Verantwor-tung ist eine abnehmbare Last

„Irgendein sprachlicher Übeltäter“ habe aus den Asylsuchenden „Asylanten“ gemacht, stellte bereits 1980 die Saarbrücker Zeitung fest. Seitdem hat der Begriff mit seinen vielfachen Zusammensetzungen eine verhängnisvolle Öffentlichkeit erreicht: Asylantenschwemme, Asylantenflut, Asylantenlawine, Scheinasylanten. Diese Wortsignale der Bedrohung werden verschärft über die fahrlässige Verwendung historisch belasteter Begriffe. Von „Überfremdung“ ist die Rede und von ausländerpolitschen „Zeitbomben“.

Auf suggestive, emotionale Wirkung setzen Schlagzeilen aus dem paramilitärischen Sprachfundus: „27.000 in Anmarsch auf Berlin“ (Bild am Sonntag, 28. September 1986). Bilder wie „Das Boot ist voll“, die bewußte Verbindung krimineller Delikte mit ethnischen Gruppen (Ladendiebstähle der Sinti/Roma, Russen-Mafia, polnische Autoschieber), instinktlose Überschriften wie „Asyl: Bonn gibt Gas“ (Bild, 22. 10. 1992) lassen sich kaum noch als Gedankenlosigkeiten entschuldigen.

Es gehört zur journalistischen Kompetenz entscheiden zu können, in welchen Fällen ethnische Charakteristika zu kriminellen Vorgängen benannt werden müssen und in welchen nicht.

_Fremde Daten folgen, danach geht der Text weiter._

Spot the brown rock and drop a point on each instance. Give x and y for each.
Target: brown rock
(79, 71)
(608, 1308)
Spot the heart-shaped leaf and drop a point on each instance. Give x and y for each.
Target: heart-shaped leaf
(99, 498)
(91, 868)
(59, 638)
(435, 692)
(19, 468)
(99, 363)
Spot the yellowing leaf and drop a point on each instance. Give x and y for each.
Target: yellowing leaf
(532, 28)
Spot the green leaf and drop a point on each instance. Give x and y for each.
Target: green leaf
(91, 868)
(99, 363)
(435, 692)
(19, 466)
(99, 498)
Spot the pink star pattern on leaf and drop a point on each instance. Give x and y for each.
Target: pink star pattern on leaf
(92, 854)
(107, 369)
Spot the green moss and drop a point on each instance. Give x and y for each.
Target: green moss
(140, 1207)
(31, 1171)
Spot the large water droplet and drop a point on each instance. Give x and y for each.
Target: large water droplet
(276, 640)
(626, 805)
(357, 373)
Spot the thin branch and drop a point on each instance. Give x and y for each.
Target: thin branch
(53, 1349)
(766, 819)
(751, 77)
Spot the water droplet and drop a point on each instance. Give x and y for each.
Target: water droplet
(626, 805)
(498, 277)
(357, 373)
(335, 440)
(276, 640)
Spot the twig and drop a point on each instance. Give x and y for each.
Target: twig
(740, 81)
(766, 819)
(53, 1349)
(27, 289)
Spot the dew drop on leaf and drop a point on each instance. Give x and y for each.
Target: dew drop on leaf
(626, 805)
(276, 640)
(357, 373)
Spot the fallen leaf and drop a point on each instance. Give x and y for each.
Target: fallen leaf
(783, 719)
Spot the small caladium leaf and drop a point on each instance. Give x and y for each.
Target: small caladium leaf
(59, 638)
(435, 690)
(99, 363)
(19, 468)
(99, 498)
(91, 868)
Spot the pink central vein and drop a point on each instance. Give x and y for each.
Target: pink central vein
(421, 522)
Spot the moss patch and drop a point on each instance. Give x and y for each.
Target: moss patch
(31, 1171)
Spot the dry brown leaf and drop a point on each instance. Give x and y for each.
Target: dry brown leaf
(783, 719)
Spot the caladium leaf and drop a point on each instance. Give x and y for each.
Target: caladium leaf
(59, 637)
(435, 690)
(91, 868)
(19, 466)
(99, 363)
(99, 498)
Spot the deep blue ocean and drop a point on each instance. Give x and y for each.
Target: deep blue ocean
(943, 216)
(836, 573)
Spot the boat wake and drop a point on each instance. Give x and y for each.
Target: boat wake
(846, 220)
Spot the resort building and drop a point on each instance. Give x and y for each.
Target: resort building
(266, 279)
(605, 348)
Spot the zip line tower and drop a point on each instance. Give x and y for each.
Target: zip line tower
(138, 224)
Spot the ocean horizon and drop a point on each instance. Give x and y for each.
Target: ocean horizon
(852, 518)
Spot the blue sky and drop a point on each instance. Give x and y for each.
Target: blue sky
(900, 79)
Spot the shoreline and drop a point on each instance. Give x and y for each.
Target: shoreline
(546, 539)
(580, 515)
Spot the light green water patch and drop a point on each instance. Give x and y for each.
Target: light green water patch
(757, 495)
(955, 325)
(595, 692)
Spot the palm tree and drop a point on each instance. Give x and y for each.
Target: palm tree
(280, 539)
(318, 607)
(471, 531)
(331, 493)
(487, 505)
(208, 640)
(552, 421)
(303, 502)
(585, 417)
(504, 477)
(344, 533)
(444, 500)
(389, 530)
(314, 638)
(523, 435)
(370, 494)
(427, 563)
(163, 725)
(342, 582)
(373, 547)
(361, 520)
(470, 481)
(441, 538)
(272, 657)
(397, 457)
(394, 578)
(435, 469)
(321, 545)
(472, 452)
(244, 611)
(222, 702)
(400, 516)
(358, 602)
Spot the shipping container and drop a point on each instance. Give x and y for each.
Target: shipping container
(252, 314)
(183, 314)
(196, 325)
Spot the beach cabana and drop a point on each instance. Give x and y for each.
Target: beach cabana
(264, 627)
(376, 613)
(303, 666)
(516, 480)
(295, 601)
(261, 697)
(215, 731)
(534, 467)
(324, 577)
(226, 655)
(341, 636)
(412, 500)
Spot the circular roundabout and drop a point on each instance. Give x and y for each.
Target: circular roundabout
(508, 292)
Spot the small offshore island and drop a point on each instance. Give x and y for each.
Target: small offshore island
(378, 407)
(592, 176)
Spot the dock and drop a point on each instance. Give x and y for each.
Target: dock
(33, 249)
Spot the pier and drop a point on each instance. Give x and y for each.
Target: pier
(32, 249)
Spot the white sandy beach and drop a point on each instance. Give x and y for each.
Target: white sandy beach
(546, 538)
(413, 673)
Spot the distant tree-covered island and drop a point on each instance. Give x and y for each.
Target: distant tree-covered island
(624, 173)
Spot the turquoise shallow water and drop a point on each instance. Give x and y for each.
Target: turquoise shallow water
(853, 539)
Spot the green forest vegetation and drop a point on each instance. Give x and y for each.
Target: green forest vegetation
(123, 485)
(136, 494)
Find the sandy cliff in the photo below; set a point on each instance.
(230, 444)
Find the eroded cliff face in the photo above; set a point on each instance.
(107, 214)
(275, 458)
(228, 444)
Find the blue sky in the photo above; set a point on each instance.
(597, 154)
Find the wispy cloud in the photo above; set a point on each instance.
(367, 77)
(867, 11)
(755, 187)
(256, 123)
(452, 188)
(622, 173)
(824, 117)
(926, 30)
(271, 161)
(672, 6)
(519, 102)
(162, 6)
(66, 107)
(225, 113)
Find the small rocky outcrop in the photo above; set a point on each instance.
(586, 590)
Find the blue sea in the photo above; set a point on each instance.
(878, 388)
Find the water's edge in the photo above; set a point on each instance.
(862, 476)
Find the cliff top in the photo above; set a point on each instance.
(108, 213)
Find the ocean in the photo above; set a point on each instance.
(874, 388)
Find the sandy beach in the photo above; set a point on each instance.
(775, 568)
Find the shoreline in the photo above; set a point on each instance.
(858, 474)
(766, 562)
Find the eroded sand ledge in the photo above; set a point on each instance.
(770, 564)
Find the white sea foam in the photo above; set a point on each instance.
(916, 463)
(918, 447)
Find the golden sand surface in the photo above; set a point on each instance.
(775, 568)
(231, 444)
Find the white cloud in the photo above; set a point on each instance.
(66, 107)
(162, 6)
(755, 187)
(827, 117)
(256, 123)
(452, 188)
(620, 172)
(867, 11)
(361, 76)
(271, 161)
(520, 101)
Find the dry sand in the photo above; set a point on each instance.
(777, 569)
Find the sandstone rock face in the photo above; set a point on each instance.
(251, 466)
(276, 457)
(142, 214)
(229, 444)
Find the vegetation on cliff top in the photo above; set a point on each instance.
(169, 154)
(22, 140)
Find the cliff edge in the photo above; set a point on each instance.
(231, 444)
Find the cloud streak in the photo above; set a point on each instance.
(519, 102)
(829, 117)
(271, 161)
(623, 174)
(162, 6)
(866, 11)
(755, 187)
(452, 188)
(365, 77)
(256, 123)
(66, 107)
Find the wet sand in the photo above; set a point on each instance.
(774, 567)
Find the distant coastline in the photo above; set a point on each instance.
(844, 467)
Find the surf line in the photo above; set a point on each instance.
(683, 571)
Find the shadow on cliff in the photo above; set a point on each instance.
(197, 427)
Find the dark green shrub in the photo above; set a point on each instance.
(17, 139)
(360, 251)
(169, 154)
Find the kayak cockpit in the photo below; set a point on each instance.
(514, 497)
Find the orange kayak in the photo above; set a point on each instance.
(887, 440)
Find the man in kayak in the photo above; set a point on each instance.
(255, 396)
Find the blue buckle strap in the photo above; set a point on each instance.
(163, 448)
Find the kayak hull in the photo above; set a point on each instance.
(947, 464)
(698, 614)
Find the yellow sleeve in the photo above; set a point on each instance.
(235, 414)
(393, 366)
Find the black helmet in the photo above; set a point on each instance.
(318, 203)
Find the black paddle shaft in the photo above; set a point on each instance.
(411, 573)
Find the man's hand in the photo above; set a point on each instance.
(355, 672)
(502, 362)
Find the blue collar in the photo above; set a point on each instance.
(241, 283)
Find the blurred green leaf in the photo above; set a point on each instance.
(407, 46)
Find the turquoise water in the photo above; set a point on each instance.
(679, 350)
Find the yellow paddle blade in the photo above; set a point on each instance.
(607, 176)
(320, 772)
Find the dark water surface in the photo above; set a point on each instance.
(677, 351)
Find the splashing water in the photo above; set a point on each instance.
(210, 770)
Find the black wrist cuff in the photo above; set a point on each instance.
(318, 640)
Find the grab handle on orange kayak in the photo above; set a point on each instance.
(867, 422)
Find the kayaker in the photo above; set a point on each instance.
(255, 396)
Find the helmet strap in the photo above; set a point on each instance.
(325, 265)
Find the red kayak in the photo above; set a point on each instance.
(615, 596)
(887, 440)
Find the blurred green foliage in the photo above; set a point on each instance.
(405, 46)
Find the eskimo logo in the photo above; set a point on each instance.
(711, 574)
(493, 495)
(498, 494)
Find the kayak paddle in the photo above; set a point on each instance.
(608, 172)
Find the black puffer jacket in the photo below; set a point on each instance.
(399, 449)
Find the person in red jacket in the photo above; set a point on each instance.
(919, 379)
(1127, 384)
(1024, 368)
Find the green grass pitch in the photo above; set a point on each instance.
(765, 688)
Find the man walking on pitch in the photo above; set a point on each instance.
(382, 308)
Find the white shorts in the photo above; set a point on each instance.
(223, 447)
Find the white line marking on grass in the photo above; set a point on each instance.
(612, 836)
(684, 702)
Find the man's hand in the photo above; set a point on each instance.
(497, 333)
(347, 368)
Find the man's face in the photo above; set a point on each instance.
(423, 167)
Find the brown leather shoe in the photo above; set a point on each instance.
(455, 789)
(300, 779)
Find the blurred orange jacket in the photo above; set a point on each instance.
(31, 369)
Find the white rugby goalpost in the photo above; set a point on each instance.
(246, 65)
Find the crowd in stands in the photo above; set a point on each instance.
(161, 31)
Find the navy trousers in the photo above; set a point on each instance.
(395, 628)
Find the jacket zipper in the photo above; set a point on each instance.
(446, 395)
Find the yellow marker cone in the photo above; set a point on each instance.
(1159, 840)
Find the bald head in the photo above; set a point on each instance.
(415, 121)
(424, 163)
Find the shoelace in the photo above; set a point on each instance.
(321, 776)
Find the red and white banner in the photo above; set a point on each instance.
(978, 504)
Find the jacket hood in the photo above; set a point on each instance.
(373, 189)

Die Banden-Dominanz einer bestimmten Gruppe im Rotlichtmilieu einer Großstadt macht die Kennzeichnung notwendig. Die private Eifer-suchtstat nicht. Es gehört zum journalistischen Handwerk zu erkennen, wo rassistische eingefärbte Metaphern drohen, wann in einer aufgeheizten Debatte behutsam zu formulieren ist, wo man Mögliches auch einmal unterläßt. Die Auftritte von rechtsradikalen Bands im Fernsehen konterkarieren die Ansprüche journalistischer Sorgfalt.

Der Umfang journalistischer Fehlleistungen stützt den Verdacht, daß die journalistisch-handwerklichen Maximen einer sachlichen, verantwortlichen Informationsaufbereitung an Stellenwert verloren haben. Die Medienproduktion scheint zunehmend Bedingungen ausgesetzt, die weniger mit der Wahrung der Menschenwürde oder der Förderung des Gemeinwohls zu tun haben, um so mehr aber mit den Gegebenheiten des Marktes und den Zwängen der Medienunternehmen.

Die Aufgabenverantwortung beschreibt nicht nur Anspruch an den einzelnen Journalisten. Sie gilt insbesondere den Redaktionen, den Medienunternehmen. Weil wir als Publikum Vertrauen in die Informationsleistungen der Medien setzen und setzen müssen, sind diese in der Pflicht, Rahmenbedingungen zu schaffen, die eine verantwortliche Wahrnehmung der öffentlichen Information garantieren.